You have done a good job of walking the line between explaining the attack
and that rational for the mediation concisely.  I have a couple of thoughts
on the last, implementations, paragraph.

The following statement is indirect and it 'may' clear what "every time"
means: "Thus, even though gzip compression of response bodies is permitted
for every response, it cannot be used every time.". For example, how
about, "Accordingly,
do not use gzip compression of the response body in this scenario".
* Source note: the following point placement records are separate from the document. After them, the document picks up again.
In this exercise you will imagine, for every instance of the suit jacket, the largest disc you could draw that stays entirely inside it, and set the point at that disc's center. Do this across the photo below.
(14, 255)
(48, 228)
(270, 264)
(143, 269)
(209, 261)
I would also add that MUST NOT should really be testable for
compliance/conformance purposes.  Since HTTP does not define confidential
or attackers I think SHOULD NOT makes more sense for that statement.  Or
one might consider moving the MUST NOT to the next sentence.
Possible alternatives, "Thus, gzip compression of response bodies are
permitted for any response but MUST NOT be it cannot be always used." or
"Accordingly, implementations MUST NOT force the use gzip compression for
all response bodies"  (Might choose the word every over all)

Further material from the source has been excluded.